My first post, been following a set of tutorials online. And it had been writing an averager, were the number of values to be summed was defined in the code. I wanted this to be "user" set. So I attempted to give it a go. I got quite far through it and ran this. It was at that moment i realized I had an inaccuracy because i had absorbed each number as an int type. What i would like to do is to swap it out so that the program can output a decimal. I understand that this will mean i will have to use floats and doubles. But no idea how because most of what I've done has been copied (/tweaked) from examples within the course.
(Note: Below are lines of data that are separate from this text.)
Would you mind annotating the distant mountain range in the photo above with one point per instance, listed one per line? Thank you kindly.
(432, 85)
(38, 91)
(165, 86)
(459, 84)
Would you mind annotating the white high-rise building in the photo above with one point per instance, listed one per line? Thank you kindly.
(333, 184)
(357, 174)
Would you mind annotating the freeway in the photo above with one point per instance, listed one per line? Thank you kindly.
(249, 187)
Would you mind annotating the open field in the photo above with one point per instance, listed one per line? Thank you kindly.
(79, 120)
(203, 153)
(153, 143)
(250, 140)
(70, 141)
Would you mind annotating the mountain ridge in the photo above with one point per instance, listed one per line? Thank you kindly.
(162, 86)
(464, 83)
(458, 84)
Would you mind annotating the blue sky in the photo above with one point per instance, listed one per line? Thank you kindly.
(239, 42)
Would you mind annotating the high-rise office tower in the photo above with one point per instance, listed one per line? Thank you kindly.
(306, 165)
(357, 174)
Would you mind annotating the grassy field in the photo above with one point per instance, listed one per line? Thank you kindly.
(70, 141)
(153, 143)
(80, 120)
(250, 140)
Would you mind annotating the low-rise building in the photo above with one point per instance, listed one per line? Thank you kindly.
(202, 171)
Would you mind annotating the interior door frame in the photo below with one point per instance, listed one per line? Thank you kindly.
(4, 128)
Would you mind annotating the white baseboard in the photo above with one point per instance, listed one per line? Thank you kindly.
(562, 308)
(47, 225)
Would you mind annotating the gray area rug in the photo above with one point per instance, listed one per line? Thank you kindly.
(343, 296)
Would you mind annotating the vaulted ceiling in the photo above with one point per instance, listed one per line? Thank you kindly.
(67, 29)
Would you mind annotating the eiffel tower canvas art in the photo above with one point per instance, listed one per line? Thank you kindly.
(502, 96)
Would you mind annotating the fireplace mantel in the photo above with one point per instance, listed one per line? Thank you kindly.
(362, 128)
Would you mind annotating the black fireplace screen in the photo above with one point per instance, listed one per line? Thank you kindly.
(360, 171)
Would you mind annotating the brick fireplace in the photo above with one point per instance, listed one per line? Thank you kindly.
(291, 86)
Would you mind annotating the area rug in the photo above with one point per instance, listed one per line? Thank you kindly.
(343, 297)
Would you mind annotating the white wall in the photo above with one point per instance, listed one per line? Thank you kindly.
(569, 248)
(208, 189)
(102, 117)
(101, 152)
If anyone could help me alter this code so that it will handle decimal places and output decimal results that would be a great help.

Alge4

Code :

package averager;
import java.util.ArrayList;
import javax.swing.JOptionPane;
public class Averager {
public static void main(String[] args) {
//Declare variables
ArrayList<Integer> list = new ArrayList<Integer>() ;
int Number, i;
int total =0;
int average = 0;
Number = Integer.parseInt(JOptionPane.showInputDialog("Please the total amount of numbers to be averaged."));
int[] grid = new int[Number];
i =0;
while(i < Number ){
list.add(Integer.parseInt(JOptionPane.showInputDialog("Please enter number" + (i+1) + "of the numbers to be averaged.")));
i++;
}
for(i=0;i<Number;i++){
grid[i]= list.get(i);
}
for(i=0;i<Number;i++){
total = grid[i]+total;
}
average= total/Number;
JOptionPane.showMessageDialog(null,"The average of your "+Number+" Number(s) is: "+average);
}
}

Re: How do improve the accuracy of this averaging program

Quote:

It was at that moment i realized I had an inaccuracy because i had absorbed each number as an int type.

Start there. Then work on upgrading the math and the output

Re: How do improve the accuracy of this averaging program

You can still have all the values as ints. When it comes to calculating the average you need at least one floating point value.

9 / 2 = int

9.0 / 2 = double

9 / 2.0 = double

9.0 / 2.0 = double

Easiest solution for you would be to have the denominator as a double.